Even with an annual issue devoted to reporting advances in combating glaucoma, big-picture progress and can sometimes get lost in the shuffle. It may easy to forget that just a few years ago, there were no OHTS results providing definitive data on treatment benefits. The confounding role of central corneal thickness was just theoretical. For the most part, though, as elsewhere in medicine, it's small steps that define progress in this battle.
In that regard:
• Chris Kent reports this month (p. 38) on the ever-elusive grail of glaucoma progression software. Are we there yet? In terms of detection, no. But there are good reasons to believe that the newest software can be an integral part of the management of glaucoma.
• Dr. Lama Al-Aswad reports (p. 60) on cases in which Avastin, a cancer drug widely used off-label in retinal disease, appears to benefit cases of anterior segment neovascularization that can lead to glaucoma.

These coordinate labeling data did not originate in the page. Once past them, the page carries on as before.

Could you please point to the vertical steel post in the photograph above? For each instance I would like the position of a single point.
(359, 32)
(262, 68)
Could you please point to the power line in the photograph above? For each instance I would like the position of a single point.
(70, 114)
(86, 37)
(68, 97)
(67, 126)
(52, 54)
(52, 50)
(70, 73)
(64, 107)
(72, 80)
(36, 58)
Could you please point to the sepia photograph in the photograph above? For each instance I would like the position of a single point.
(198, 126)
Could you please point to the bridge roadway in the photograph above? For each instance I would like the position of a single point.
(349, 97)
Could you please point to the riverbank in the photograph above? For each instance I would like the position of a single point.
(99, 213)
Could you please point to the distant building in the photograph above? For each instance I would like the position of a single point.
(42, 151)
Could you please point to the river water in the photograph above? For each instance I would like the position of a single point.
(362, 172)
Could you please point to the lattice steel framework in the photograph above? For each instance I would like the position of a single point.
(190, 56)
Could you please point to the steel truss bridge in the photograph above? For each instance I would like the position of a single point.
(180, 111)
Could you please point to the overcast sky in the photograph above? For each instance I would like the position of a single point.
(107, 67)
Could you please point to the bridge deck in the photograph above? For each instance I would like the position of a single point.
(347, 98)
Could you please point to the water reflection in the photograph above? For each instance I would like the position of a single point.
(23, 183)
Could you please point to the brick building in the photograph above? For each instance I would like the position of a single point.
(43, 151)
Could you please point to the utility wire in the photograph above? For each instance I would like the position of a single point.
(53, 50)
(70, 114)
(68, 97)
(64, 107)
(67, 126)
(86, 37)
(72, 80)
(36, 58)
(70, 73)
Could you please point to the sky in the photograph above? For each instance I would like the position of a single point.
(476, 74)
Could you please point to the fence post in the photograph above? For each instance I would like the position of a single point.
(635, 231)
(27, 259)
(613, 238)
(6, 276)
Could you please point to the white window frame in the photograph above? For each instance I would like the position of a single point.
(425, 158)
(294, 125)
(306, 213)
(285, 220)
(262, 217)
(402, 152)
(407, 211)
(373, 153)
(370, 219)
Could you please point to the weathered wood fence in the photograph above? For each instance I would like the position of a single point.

• Dr. Stan Berke provides (p. 66) what many surgeons have been awaiting for a long time: long-term data from a large trial on the benefits of endocyclophotocoagulation, in this case, in cataract patients on medically controlled glaucoma.
• Drs. Jim Tsai and M.A. Karim share the latest thinking (p. 54) on normal-tension glaucoma, whose very definition is still being debated.
• Walt Bethke rounds up (p. 46) leading glaucoma specialists for an in-depth analysis of the state of combined cataract and glaucoma filtration procedures and concludes … it all depends.
Clearly there's a long, long way to go even in defining and understanding, let alone treating, the glaucomas. But it's worthwhile to acknowledge the evidence that for all of the steps involved, we're moving forward.